E claro, o debate provoca o pensamento. E boa parte da população brasileira não está preparada para o debate. Lembremos que gerações foram formadas para obedecer, educadas na ditadura militar, sob forte censura nos livros e nos métodos didáticos. Muitas pessoas do Brasil não sabem debater porque os governos ditatoriais do século XX alienou-as de seus lugares políticos, formou-as para obedecer patrões e governos e se calar, sob a imposição do medo e da punição.
Acho que é aí que nasce o ódio de gerações que, vítimas de baixos investimentos em educação, condenam os professores. Porque, claro, o jovem, na cabeça dessa geração vitimada, não é capaz de pensar por si só. Ele só ocupa as ruas, só reivindica direitos, só toma consciência política de classe e de identidade se for doutrinado por alguém. Para a geração educada no século XX, sob o medo e a repressão, um jovem não pode querer ser o que quiser. Porque essa geração não pôde ser o que quis. E acha que todos devem, como ela, amargurar não poder escolher.

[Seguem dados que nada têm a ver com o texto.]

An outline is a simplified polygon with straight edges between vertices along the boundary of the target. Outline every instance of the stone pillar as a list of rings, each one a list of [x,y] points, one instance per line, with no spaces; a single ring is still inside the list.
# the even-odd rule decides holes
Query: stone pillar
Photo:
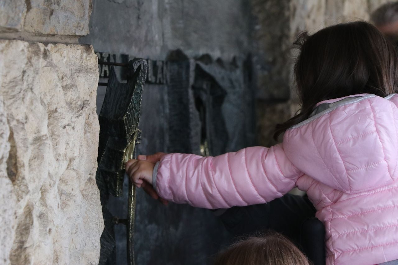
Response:
[[[91,5],[0,4],[1,264],[98,263],[98,66],[77,44]]]

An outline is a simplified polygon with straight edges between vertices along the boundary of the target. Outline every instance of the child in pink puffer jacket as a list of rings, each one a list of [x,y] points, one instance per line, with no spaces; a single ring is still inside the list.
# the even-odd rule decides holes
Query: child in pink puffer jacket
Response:
[[[214,157],[170,154],[126,171],[164,199],[210,209],[264,203],[297,186],[326,230],[327,264],[398,259],[398,55],[373,26],[341,24],[295,44],[300,113],[283,142]]]

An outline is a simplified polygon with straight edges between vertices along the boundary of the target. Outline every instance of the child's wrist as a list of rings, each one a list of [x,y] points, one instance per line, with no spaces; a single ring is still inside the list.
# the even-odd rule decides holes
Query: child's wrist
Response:
[[[158,169],[159,168],[159,166],[160,164],[160,161],[156,162],[153,167],[153,170],[152,171],[152,179],[151,179],[150,182],[152,184],[152,186],[153,187],[153,188],[155,191],[156,190],[156,179],[158,175]]]

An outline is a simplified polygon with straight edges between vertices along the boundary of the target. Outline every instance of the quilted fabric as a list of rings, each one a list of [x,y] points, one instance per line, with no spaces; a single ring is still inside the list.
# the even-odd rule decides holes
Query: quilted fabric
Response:
[[[167,155],[157,190],[176,203],[215,208],[265,203],[297,186],[325,225],[327,264],[398,259],[398,96],[354,95],[326,101],[338,102],[270,148]]]

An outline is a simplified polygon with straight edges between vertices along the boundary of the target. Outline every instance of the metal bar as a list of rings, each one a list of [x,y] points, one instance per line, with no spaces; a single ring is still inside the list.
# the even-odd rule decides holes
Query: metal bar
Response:
[[[121,66],[126,67],[129,64],[125,62],[101,62],[98,61],[98,64],[105,64],[106,65],[114,65],[115,66]]]

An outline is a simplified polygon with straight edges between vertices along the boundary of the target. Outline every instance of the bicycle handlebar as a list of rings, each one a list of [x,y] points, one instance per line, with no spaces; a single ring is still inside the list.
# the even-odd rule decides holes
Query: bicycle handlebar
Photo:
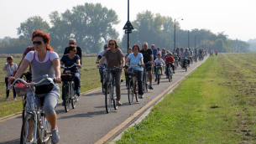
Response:
[[[39,85],[41,84],[42,82],[45,81],[45,80],[48,80],[50,84],[52,85],[55,85],[54,83],[54,80],[51,79],[51,78],[48,78],[48,75],[43,75],[43,79],[39,81],[39,82],[31,82],[31,83],[27,83],[25,80],[24,80],[23,79],[17,79],[13,81],[13,86],[14,85],[14,84],[16,84],[18,81],[22,81],[24,82],[26,85],[31,85],[31,86],[34,86],[34,85]]]
[[[74,67],[74,66],[77,66],[77,65],[78,65],[78,64],[76,64],[76,63],[74,63],[73,65],[69,66],[69,67],[65,67],[65,66],[60,65],[60,68],[62,68],[62,69],[71,69],[71,68],[72,68],[72,67]]]

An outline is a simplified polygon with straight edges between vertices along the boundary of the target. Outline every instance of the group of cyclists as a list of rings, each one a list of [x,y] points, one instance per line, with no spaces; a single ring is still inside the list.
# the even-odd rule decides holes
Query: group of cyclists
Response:
[[[37,106],[40,106],[41,98],[44,98],[44,105],[43,105],[45,112],[45,117],[51,126],[52,132],[52,142],[57,143],[60,141],[59,131],[57,127],[57,116],[55,108],[57,105],[58,100],[60,97],[60,90],[58,83],[61,82],[60,77],[60,65],[65,64],[65,67],[71,66],[76,64],[76,67],[73,67],[70,70],[74,75],[75,91],[76,95],[80,95],[80,70],[82,64],[82,50],[79,46],[76,46],[76,39],[71,39],[69,40],[69,46],[65,49],[64,55],[60,59],[57,53],[54,52],[54,49],[50,46],[50,37],[48,33],[43,31],[34,31],[32,34],[33,46],[28,47],[22,57],[22,60],[18,64],[18,70],[14,76],[10,76],[8,81],[14,81],[20,78],[26,69],[29,66],[29,72],[32,73],[32,82],[39,82],[43,79],[44,75],[48,75],[49,78],[55,80],[55,85],[50,85],[47,82],[43,82],[38,85],[35,89],[41,89],[40,95],[35,95],[35,104]],[[203,50],[200,49],[191,51],[191,49],[185,49],[185,51],[182,48],[180,50],[179,48],[174,49],[173,53],[166,51],[163,49],[160,51],[159,48],[155,49],[154,44],[151,45],[151,49],[149,49],[149,44],[144,42],[142,44],[142,48],[138,44],[134,44],[132,48],[128,49],[127,55],[124,56],[122,50],[118,49],[118,44],[116,39],[109,39],[107,44],[104,44],[104,50],[100,52],[97,59],[97,67],[105,67],[107,69],[118,67],[112,71],[115,75],[115,86],[117,95],[117,104],[122,105],[121,102],[121,79],[123,69],[128,69],[129,65],[133,65],[133,68],[137,71],[137,80],[138,88],[138,98],[144,98],[143,80],[144,71],[148,72],[149,76],[149,88],[153,90],[152,81],[154,72],[156,75],[156,67],[160,65],[165,66],[165,69],[161,69],[161,75],[165,72],[166,78],[170,74],[168,74],[167,69],[172,68],[173,73],[175,73],[176,68],[180,65],[184,66],[185,60],[188,64],[192,63],[192,57],[197,54],[204,55],[207,53],[206,49]],[[187,59],[185,58],[188,58]],[[154,71],[154,72],[153,72]],[[64,69],[63,74],[65,73]],[[101,75],[101,82],[103,80],[107,80],[108,73],[106,71],[106,79],[104,79],[102,69],[99,69]],[[126,77],[128,81],[128,77]],[[156,81],[156,80],[154,80]],[[126,83],[128,84],[128,83]],[[46,88],[46,89],[44,89]],[[33,91],[28,91],[26,100],[31,100]],[[62,91],[63,93],[63,91]],[[64,105],[65,94],[62,95],[62,100]],[[31,109],[28,105],[29,109]]]

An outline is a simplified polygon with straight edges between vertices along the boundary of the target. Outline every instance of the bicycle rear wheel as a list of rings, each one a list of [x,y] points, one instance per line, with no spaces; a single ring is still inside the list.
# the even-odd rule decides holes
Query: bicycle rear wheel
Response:
[[[107,113],[110,112],[111,110],[111,99],[112,99],[112,88],[109,83],[106,84],[105,91],[105,106]]]
[[[72,85],[72,90],[71,90],[71,105],[72,108],[76,108],[76,95],[75,93],[75,83],[71,83]]]
[[[133,95],[134,95],[134,93],[133,93],[133,81],[130,80],[129,81],[129,84],[128,84],[128,101],[129,101],[129,104],[132,105],[133,102]]]
[[[113,86],[112,89],[112,103],[115,110],[118,110],[118,100],[117,100],[117,94],[116,94],[116,85]]]
[[[34,142],[34,141],[39,141],[39,131],[38,129],[35,130],[35,121],[34,119],[34,116],[32,114],[26,115],[20,133],[20,143],[27,143],[27,142]],[[39,127],[38,127],[39,128]],[[34,131],[36,131],[36,140],[34,140]],[[36,142],[36,141],[34,141]]]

A ampliação e a gana fascista que tomou conta do cenário político nos últimos anos é resultado do ódio ao investimento sólido em educação. Porque foi nos governos petistas que a educação chegou a muito mais pessoas do que antes, de forma muito menos dogmática e muito mais democrática que nos anos de chumbo ou nos anos de transição do século. As primeiras décadas do século XXI mostraram ao jovem brasileiro que a educação gratuita e pública pode sim levá-los a outros lugares, a outras conquistas, a aceitação de si mesmo sem tantas obediências a normas vazias de conduta. Por isso a marcha fascista é, sobretudo, contra a educação.

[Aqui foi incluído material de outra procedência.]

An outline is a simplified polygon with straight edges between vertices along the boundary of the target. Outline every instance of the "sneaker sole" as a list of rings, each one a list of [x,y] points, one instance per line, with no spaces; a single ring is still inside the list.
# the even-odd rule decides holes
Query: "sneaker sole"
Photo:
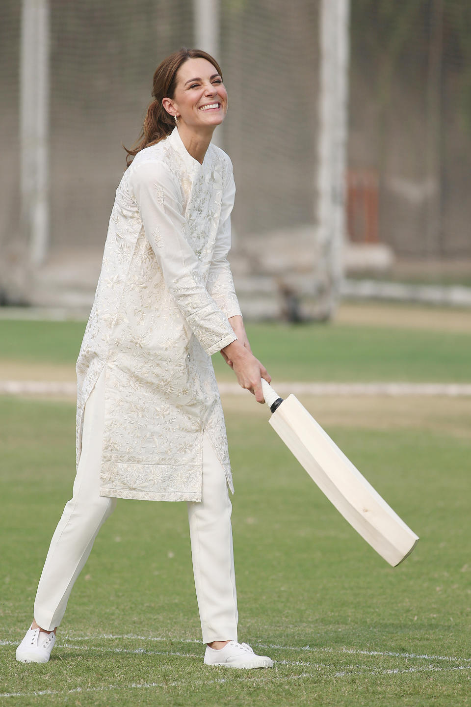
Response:
[[[263,658],[260,660],[250,660],[247,662],[205,663],[205,665],[210,665],[213,667],[217,667],[222,665],[223,667],[234,667],[241,670],[246,670],[256,667],[273,667],[273,661],[270,658]]]
[[[16,660],[18,662],[49,662],[49,656],[38,655],[37,653],[16,653]]]

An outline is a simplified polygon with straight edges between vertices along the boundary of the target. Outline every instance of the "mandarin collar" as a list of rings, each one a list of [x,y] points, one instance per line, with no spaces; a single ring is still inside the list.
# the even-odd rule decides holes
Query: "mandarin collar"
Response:
[[[198,171],[198,170],[203,169],[208,165],[208,153],[211,148],[211,143],[210,143],[208,146],[208,149],[206,150],[206,153],[203,160],[203,164],[201,164],[198,161],[198,160],[196,160],[194,157],[191,156],[185,147],[183,140],[180,137],[177,126],[175,126],[169,135],[168,140],[172,146],[178,152],[179,155],[181,155],[189,170]]]

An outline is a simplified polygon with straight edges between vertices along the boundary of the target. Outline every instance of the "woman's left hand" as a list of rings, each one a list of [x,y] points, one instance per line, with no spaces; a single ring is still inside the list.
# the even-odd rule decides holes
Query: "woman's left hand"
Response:
[[[234,317],[229,317],[228,322],[232,327],[232,331],[235,334],[237,339],[246,349],[248,349],[250,353],[252,353],[252,349],[250,348],[250,344],[249,343],[249,339],[247,338],[247,334],[245,331],[245,327],[244,326],[244,320],[240,316],[240,315],[234,315]],[[232,368],[232,361],[229,358],[223,351],[221,351],[222,358],[225,361],[227,366],[230,366]]]

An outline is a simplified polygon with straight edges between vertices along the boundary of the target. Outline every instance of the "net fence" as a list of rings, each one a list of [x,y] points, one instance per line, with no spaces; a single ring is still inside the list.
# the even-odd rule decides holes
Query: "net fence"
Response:
[[[87,257],[99,265],[126,167],[121,145],[139,134],[157,64],[196,45],[194,6],[191,0],[49,5],[48,261],[90,288],[96,269]],[[275,277],[288,263],[294,271],[316,269],[320,7],[321,0],[220,2],[216,58],[229,107],[218,144],[234,164],[232,262],[241,280],[263,273],[267,261]],[[13,266],[28,257],[19,223],[20,27],[21,3],[3,0],[4,292]],[[471,262],[471,6],[352,0],[350,42],[350,240],[383,244],[419,262]]]

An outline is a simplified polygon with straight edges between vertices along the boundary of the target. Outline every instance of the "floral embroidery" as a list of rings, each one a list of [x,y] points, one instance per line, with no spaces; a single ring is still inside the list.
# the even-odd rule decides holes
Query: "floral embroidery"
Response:
[[[77,361],[77,463],[105,369],[102,496],[199,501],[203,431],[234,490],[210,355],[240,314],[227,260],[234,193],[227,156],[210,144],[200,165],[177,127],[123,175]]]

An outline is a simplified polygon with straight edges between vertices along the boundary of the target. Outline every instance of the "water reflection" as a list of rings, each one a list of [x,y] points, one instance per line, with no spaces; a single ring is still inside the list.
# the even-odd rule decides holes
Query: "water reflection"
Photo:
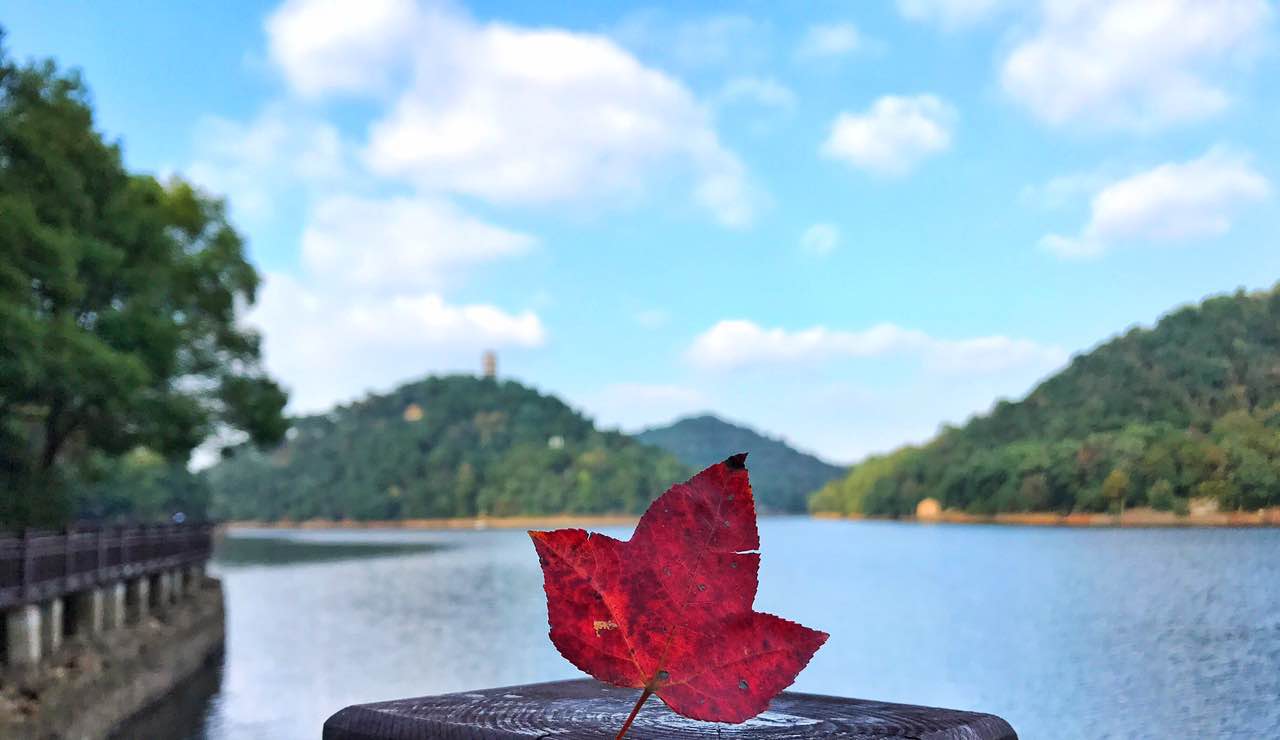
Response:
[[[521,531],[243,536],[383,549],[215,565],[204,736],[314,739],[351,703],[577,675]],[[1030,740],[1280,737],[1280,531],[782,519],[762,540],[758,608],[832,634],[799,690],[995,712]]]

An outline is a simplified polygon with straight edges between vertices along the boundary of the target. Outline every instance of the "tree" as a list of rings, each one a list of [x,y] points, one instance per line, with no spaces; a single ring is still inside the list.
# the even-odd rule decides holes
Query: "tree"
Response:
[[[96,460],[278,440],[285,394],[236,321],[257,286],[220,201],[128,173],[79,76],[0,36],[0,522],[65,520]]]
[[[1129,474],[1121,469],[1115,469],[1107,474],[1102,481],[1102,495],[1114,502],[1124,516],[1124,499],[1129,495]]]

A lógica fascista quer censurar a escola que criou transformações. Por isso as mentiras das mais variadas maneiras, como o “kit gay”. Porque o fascista ama a obediência cega, sem o debate. Porque o fascista não sabe conquistar o respeito das pessoas a não ser pelo medo, pelo autoritarismo, pelo silêncio, pela ameaça e pela força. Porque ele não se garante no debate. Ele não tem argumentos contra o desejo de liberdade e de mudança que tomou conta de boa parte da juventude brasileira, eclodindo nas manifestações de 2013. Por isso os golpes políticos, a violência gratuita.

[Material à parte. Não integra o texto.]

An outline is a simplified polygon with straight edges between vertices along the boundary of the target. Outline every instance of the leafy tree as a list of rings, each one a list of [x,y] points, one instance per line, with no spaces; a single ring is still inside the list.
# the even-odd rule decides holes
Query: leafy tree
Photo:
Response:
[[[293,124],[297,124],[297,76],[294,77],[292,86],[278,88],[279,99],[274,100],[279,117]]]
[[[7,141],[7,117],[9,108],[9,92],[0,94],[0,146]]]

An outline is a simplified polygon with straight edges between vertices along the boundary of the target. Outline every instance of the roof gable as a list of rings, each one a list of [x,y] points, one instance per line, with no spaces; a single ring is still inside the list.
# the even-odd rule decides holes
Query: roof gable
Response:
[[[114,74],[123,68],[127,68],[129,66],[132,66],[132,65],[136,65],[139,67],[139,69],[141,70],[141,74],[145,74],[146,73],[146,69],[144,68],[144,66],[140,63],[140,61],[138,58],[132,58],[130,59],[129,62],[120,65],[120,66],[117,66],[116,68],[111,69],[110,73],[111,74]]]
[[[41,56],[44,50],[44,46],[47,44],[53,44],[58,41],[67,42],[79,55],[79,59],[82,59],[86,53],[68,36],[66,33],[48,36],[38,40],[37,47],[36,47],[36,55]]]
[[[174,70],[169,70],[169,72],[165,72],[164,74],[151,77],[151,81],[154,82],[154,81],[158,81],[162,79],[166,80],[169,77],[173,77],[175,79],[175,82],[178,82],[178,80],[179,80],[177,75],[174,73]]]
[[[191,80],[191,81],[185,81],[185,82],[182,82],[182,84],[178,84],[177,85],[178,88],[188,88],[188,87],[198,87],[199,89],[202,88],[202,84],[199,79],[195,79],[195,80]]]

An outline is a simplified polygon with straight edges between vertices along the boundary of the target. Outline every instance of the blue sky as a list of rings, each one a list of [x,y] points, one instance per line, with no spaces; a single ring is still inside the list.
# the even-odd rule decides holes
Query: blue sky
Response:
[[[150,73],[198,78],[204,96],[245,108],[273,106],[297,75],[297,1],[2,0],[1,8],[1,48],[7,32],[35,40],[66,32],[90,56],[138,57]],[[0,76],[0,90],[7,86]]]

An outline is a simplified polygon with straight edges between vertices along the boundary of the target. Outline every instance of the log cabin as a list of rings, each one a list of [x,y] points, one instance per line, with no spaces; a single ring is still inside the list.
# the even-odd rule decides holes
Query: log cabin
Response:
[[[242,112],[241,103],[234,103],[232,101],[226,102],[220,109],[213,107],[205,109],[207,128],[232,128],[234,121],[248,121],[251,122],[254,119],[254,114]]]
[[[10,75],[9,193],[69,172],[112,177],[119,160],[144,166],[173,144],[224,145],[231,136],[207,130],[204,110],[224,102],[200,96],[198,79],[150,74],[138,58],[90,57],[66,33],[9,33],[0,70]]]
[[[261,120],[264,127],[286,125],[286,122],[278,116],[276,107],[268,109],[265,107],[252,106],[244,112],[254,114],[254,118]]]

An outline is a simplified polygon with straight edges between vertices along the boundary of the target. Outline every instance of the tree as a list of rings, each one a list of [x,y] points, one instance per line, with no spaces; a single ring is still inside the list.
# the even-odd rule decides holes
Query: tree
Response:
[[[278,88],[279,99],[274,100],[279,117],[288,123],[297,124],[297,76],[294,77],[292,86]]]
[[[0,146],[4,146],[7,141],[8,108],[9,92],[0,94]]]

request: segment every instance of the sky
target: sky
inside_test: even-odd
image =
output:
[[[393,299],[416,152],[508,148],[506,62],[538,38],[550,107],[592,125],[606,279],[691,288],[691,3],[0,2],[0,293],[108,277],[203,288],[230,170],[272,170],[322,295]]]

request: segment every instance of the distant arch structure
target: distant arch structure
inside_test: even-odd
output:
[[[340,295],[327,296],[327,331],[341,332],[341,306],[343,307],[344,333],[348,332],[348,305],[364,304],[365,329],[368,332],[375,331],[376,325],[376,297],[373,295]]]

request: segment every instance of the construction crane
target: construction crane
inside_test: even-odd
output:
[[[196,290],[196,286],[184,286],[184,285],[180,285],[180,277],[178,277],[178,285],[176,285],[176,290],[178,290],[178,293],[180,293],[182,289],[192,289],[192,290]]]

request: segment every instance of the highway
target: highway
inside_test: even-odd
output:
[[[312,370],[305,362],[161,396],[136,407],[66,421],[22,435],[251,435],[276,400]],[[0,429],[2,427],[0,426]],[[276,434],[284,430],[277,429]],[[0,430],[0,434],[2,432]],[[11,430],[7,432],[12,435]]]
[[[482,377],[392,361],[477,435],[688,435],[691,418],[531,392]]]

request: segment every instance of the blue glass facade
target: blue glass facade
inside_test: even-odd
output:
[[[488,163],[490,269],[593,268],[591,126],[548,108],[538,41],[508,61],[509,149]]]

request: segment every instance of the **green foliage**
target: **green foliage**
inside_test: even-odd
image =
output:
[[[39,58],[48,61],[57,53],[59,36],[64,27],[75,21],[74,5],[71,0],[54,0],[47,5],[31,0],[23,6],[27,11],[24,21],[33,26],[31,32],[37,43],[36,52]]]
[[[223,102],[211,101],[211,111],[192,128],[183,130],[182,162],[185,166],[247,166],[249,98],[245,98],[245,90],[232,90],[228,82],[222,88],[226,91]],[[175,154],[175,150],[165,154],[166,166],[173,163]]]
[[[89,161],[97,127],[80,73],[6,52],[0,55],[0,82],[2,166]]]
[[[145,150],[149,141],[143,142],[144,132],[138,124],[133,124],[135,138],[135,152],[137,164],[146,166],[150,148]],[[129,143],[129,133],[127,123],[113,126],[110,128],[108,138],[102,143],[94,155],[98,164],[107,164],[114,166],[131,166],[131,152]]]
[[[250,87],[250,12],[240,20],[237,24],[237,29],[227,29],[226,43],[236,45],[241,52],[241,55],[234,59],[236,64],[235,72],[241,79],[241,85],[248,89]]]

Vivemos o período mais sombrio do início deste século. Um século que nasceu com promessas de prosperidade, mas que se volta para o início do século passado, no ressurgimento fascista descabido. Estamos às portas de mergulhar outra vez nos anos de chumbo onde qualquer expressão gerava cadeia e morte. E os professores, os intelectuais e os jovens que se opõem serão os primeiros a morrer. Por isso, enquanto ainda houver possibilidade de debate, que aqueles que acreditam que a educação é o único caminho transformador, que não elejam Bolsonaro. Há nele o que há de pior no Ocidente. E ele nos levará a todos ao mais profundo caos que já enfrentamos. Porque nunca vivemos sob a ameaça real do fascismo. E o fascismo matou milhares de pessoas no mundo todo.